Insomma: l’artista ha cambiato idea, è intervenuto per rivedere la composizione, succede solo se è l’opera originale. Poi le ombre. Che “sono” Caravaggio. Non si tratta soltanto di una scelta tematica, è formale: «Merisi non fa come gli altri, che dipingevano in chiaro per poi aggiungere le ombre. Lui costruisce dallo scuro e poi aggiunge i chiari alla tela – sottolinea l’ex soprintendente – Un modo inusuale utilizzato sempre da Caravaggio a partire dalla maturità». E così nel Carpineto. E solo in quello, tra i due.
Ma c’è di più. E allora bisogna tornare a quella telefonata che attraversa Roma e arriva a Rossella Vodret nel Duemila. «Venga a vedere, subito». Perché prima della pulizia e delle analisi certezze non ce n’erano e allora valeva tutto: l’intuizione, la consuetudine. Si poteva scrivere qualsiasi (ponderata) cosa. Ma dopo l’evidenza scientifica, racconta Vodret, e dopo la pulizia, si è letteralmente alzato un velo. Allora sono apparsi ovvi come solo un maestro come Caravaggio potesse essere l’autore di quei dettagli della corda sul saio, di quel fondale magistrale, del volto.
«C’erano due quadri considerati uguali. Uno era meno duro, quello di Roma. Era visto come più bello, con più grazia. Più calore. Elementi che l’hanno fatto scambiare per un’opera di qualità maggiore. Ma quando i restauratori li hanno puliti abbiamo visto la verità: il divario qualitativo era enorme a favore di quello di Carpineto. Che non poteva che essere l’originale. Un insegnamento importante: bisogna saper vedere al di là della piacevolezza immediata».
Si sa tutto, oggi, del “San Francesco in meditazione” scoperto a Carpineto. Almeno per la tela in sé. Meno della provenienza e del suo anno di nascita, abitualmente considerato il 1606.
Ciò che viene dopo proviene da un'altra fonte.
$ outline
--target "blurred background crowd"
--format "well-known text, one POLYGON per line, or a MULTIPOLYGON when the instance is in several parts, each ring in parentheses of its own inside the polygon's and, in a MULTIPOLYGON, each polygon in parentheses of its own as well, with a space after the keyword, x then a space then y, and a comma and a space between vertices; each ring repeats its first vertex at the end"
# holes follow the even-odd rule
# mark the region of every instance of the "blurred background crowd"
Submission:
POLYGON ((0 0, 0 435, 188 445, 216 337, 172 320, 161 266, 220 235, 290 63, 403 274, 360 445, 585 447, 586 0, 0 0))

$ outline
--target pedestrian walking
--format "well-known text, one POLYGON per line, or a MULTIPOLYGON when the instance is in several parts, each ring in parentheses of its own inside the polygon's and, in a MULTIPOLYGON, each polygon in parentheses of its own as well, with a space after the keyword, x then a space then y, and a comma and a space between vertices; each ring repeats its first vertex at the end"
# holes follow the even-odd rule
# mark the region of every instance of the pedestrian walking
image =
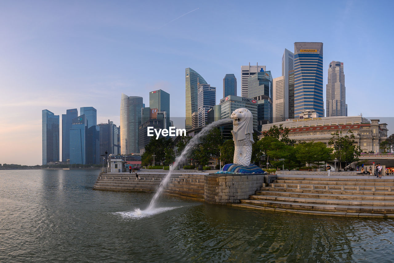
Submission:
POLYGON ((383 169, 382 165, 380 165, 380 163, 378 163, 377 164, 377 175, 379 176, 379 178, 381 179, 382 178, 382 169, 383 169))
POLYGON ((327 173, 328 173, 328 177, 330 177, 330 171, 331 171, 331 166, 328 163, 327 163, 327 165, 325 167, 325 168, 327 169, 327 173))

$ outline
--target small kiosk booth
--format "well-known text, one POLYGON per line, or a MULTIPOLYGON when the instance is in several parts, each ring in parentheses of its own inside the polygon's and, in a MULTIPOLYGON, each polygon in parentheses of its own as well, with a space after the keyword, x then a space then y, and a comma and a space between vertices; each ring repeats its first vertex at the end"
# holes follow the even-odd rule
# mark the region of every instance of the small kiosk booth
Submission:
POLYGON ((112 159, 108 162, 111 173, 123 173, 124 161, 120 159, 112 159))

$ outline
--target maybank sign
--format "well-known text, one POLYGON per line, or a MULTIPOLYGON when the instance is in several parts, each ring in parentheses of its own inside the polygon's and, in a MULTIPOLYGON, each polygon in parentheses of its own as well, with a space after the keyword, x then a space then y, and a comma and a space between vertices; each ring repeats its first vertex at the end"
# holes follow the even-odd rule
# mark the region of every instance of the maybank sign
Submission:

La chiesa in cui è stato trovato è stata fatta realizzare da Pietro Aldobrandini, cardinale, nipote di papa Clemente VIII. Ed è un edificio completato un paio di anni dopo la morte di Caravaggio (1610). Ma è in quella zona che Merisi si rifugia quando è costretto a scappare da Roma con una sentenza di morte sulla testa per l’omicidio Tomassoni: Caravaggio trova riparo nei feudi dei Colonna, confinanti con quelli degli Aldobrandini.
E in assenza di documenti che provino la commissione, è possibile credere che sia stato il cardinale a chiedere al pittore in fuga di realizzare il quadro. Era il 1606. E il pittore “eccelso”, come lui si era definitivo, come noi oggi lo conosciamo, fuggiva dai suoi sicari.